While the Fed isn’t driven by what happens in the market, it does take into consideration a slew of data when it comes to determining policy, and does not obsess about inflation alone, even if that appears to be the biggest challenge at the moment.

It’s entirely possible BlackRock may be right, in which case a strong reversal in languishing sectors of the stock market might be in the offing.



3. Bitcoin Bounces Briefly Over US$41,000

  • Bitcoin rebounded briefly over US$41,000 alongside equities as China indicated that it was set to loosen monetary policy and as risk assets saw a broad-based rebound, but the recovery was short-lived.

  • Not helping matters is that Bitcoin’s correlation with tech stocks is stronger than ever, and so long as the latter remains sensitive to rate hikes, so will the cryptocurrency.

Bitcoin rebounded briefly over US$41,000 alongside equities as China indicated that it was set to loosen monetary policy and as risk assets saw a broad-based rebound, but the recovery was short-lived.

While technical traders who watch charts suggest that a short-term rebound to as high as US$51,000 remains possible, this also assumes that the benchmark cryptocurrency is able to break above its 200-day moving average at US$48,000 and so far, there appear to be few signs of that happening.

Investors remain concerned that central bank policy will play a keener role with cryptocurrencies, and despite plenty of evidence that at current prices, Bitcoin has been oversold, it still remains largely rangebound between US$37,500 and US$47,500, with few (if any) catalysts to take in either direction.

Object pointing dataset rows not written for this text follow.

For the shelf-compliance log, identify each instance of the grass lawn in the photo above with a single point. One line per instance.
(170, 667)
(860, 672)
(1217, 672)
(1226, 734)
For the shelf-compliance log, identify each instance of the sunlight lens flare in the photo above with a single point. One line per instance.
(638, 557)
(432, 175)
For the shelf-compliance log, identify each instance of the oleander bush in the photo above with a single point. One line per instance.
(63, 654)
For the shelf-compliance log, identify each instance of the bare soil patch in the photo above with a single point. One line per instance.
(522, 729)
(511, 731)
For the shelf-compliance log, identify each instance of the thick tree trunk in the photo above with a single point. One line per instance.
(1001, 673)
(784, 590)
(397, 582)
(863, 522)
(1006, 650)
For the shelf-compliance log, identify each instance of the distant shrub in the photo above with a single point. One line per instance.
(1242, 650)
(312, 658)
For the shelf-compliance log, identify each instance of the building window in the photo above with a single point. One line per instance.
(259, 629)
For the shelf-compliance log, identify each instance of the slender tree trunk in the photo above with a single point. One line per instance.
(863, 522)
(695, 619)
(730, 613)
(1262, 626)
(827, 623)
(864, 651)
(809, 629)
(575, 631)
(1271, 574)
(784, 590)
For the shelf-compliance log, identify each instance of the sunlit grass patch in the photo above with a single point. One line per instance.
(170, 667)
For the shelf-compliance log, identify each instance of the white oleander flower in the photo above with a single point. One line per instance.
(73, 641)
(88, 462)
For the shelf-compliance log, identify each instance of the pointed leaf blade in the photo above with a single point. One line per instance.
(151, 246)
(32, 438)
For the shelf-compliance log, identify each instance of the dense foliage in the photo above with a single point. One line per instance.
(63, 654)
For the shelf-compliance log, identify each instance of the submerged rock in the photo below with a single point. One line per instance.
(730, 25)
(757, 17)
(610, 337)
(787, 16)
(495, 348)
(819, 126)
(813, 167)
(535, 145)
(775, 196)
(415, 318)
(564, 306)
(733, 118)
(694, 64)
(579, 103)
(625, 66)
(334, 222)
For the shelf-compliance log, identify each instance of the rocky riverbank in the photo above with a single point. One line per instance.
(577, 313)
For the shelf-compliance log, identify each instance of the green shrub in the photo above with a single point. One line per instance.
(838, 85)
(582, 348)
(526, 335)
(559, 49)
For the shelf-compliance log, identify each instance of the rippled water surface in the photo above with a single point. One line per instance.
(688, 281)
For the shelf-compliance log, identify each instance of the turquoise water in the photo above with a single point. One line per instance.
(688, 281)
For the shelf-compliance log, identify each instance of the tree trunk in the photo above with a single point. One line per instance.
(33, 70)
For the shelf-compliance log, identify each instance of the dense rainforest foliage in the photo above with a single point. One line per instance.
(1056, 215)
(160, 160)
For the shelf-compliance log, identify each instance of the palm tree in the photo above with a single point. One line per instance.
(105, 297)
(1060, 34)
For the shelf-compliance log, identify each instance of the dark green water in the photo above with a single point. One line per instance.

Not helping matters is that Bitcoin’s correlation with tech stocks is stronger than ever, and so long as the latter remains sensitive to rate hikes, so will the cryptocurrency.

But Bitcoin’s strong correlation with tech stocks cuts both ways, enjoying rallies and retreats based on rate-sensitive sentiment.

Nevertheless, China’s State Council, which hinted that it will be rolling out measures to support the country’s moribund economy, has provided some tailwinds for Bitcoin and blockchain flow data seems to suggest that there is evidence of investors “buying the dip.”

And while Bitcoin makes headlines as more institutional participation makes it susceptible to macro factors, other cryptocurrencies, referred to as “altcoins” appear to be breaking their correlation with the benchmark digital asset.

Over the past month, Ether, which has until fairly recently had a dependable correlation with Bitcoin, has somewhat “decoupled” itself, with Ether rallying 24% over the past month versus just 7% for Bitcoin.

Nevertheless, momentum traders may be the best placed to ply the cryptocurrency markets in their current conception, with rallies likely to be as short-lived as retreats.

Bitcoin has dipped below US$40,000 on repeated occasions this week, with some suggesting that it will head lower to its secondary level of support, a scenario that has thus far failed to play out.

Each time Bitcoin has dipped below US$40,000, it has rebounded soon after to well over the psychologically-significant level of resistance and support.

In that sense, neither bulls nor bears have fully captured the narrative when it comes to Bitcoin.